First-in-Class Small Molecules Inhibit c-MET Activity Through Self-Regulatory Elements in Its Extracellular Domain

Aberrant HGF-c-MET signaling is a major driver of hepatocellular carcinoma (HCC) progression and a clinically validated therapeutic axis, but current inhibitors predominantly target the intracellular kinase domain and remain vulnerable due to limited selectivity and resistance development. We therefore pursued an upstream strategy based on small molecules that target the extracellular HGF-c-MET interaction interface. We combined large-scale virtual screening of more than one million compounds from the ChemDiv and Enamine libraries with molecular dynamics (MD) simulations, steered MD, MM/GBSA profiling, and iterative lead optimization to identify candidate c-MET inhibitors targeting its extracellular (EC) domain. In HGF-stimulated HuH7 cells, selected compounds suppressed c-MET autophosphorylation, reduced cell viability, and inhibited long-term colony formation. Surface plasmon resonance (SPR) further confirmed direct binding of L083-1287 and 8008-3424 to the recombinant c-MET ectodomain. Mechanistic analyses identified previously unrecognized hotspot residues on the c-MET EC domain and a novel inhibitory network spanning multiple c-MET ectodomain interfaces. L083-0077 displayed the most consistent interaction pattern within this framework, including stabilization of key hotspot residues and preserved binding under acidic conditions relevant to the tumor microenvironment.
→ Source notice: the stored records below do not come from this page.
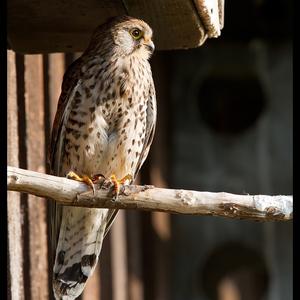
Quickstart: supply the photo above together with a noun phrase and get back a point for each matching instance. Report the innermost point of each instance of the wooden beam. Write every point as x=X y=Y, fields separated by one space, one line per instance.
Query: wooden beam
x=74 y=193
x=35 y=146
x=14 y=212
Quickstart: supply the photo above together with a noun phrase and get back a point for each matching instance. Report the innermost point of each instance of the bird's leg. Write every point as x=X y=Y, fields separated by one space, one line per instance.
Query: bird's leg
x=118 y=182
x=84 y=178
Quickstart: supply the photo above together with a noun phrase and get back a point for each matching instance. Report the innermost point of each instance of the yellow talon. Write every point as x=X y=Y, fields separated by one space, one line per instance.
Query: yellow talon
x=83 y=178
x=117 y=183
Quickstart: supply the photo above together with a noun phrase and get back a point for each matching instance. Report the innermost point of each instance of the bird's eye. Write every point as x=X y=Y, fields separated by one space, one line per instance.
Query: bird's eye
x=136 y=33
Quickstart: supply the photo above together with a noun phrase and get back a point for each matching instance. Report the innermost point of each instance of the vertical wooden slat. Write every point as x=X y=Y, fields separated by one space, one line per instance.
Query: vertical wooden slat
x=35 y=143
x=119 y=255
x=14 y=214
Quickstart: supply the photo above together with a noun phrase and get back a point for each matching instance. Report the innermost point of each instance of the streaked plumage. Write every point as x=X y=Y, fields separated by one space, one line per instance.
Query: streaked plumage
x=104 y=124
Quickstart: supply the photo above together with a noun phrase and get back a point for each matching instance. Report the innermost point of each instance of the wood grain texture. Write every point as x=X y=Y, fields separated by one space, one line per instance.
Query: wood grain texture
x=56 y=26
x=211 y=13
x=35 y=145
x=70 y=192
x=176 y=24
x=14 y=213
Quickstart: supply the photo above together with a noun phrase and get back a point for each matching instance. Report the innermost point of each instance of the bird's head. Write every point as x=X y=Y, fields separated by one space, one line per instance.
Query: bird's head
x=129 y=36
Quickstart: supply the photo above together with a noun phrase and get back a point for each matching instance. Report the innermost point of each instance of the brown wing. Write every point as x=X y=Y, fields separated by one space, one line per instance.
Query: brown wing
x=70 y=80
x=150 y=128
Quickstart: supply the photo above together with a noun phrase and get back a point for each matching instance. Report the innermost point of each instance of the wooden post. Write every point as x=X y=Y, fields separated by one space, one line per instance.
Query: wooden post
x=14 y=212
x=35 y=146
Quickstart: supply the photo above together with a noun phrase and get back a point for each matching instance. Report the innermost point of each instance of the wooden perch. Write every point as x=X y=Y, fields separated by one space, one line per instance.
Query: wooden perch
x=70 y=192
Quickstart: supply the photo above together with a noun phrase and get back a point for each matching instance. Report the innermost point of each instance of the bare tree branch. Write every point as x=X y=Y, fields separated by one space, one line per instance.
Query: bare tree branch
x=70 y=192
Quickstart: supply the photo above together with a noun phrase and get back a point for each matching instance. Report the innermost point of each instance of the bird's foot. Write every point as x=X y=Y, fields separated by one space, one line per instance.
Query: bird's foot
x=116 y=184
x=84 y=178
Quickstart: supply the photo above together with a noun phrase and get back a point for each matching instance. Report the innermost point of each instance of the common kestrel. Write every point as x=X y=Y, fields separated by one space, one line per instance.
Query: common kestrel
x=104 y=124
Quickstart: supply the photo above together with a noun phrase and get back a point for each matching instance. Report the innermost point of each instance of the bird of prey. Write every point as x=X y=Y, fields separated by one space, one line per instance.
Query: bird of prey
x=104 y=124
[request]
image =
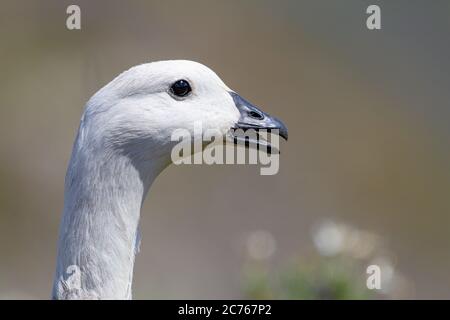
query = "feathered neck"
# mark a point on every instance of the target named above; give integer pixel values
(104, 191)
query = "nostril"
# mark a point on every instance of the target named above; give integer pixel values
(255, 115)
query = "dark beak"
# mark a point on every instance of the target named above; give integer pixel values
(253, 118)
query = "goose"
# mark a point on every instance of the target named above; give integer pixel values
(123, 143)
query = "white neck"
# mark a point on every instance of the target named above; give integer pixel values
(104, 191)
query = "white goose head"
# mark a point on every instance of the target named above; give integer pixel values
(123, 143)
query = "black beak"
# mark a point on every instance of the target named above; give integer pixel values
(253, 118)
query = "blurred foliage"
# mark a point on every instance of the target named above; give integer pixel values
(328, 278)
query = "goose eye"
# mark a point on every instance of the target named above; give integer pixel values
(181, 88)
(256, 115)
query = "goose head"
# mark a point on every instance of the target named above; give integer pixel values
(138, 111)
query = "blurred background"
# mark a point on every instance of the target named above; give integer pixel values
(364, 178)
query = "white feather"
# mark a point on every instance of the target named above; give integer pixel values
(123, 143)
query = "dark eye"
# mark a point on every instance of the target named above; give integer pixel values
(255, 115)
(181, 88)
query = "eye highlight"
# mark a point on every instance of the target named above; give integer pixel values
(180, 88)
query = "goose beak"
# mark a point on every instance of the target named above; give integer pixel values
(253, 118)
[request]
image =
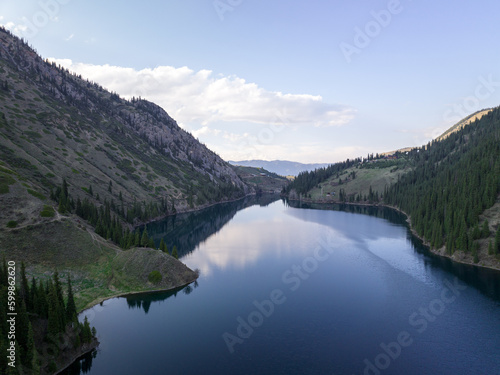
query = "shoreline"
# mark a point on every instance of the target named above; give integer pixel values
(438, 252)
(95, 344)
(199, 208)
(99, 300)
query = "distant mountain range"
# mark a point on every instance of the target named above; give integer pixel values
(281, 167)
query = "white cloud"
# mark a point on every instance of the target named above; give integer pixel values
(199, 98)
(16, 29)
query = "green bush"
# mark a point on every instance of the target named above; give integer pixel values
(48, 211)
(12, 224)
(155, 277)
(36, 194)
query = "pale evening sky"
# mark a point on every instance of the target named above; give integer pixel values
(316, 81)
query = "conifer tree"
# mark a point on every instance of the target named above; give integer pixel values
(70, 306)
(144, 238)
(163, 246)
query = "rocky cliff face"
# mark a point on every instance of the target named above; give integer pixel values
(55, 125)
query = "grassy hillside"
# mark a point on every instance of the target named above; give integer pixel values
(377, 176)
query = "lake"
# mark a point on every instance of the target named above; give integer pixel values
(302, 290)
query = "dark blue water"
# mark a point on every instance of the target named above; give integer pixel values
(288, 290)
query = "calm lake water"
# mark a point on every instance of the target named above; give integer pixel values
(286, 290)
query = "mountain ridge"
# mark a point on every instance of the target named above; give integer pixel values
(281, 167)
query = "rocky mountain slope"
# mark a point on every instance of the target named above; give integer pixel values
(56, 125)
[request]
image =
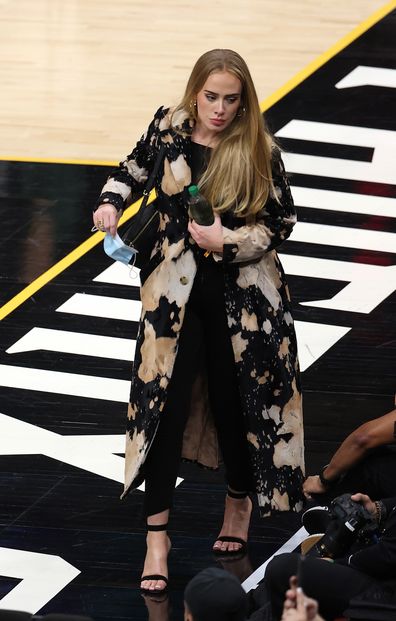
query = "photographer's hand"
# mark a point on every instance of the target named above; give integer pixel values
(366, 501)
(299, 607)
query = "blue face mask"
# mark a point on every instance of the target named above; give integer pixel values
(115, 248)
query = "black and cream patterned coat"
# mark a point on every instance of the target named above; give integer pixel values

Zebrafish xenograft assays with selected early hit compounds revealed compound-dependent developmental liabilities supporting the use of this model as an early in vivo prioritization step during lead optimization. These findings establish EC interface-directed c-MET inhibition as a promising therapeutic strategy in HCC and provide a mechanism-guided platform for the development of selective, upstream c-MET inhibitors with the potential to complement or overcome limitations of kinase-directed therapies.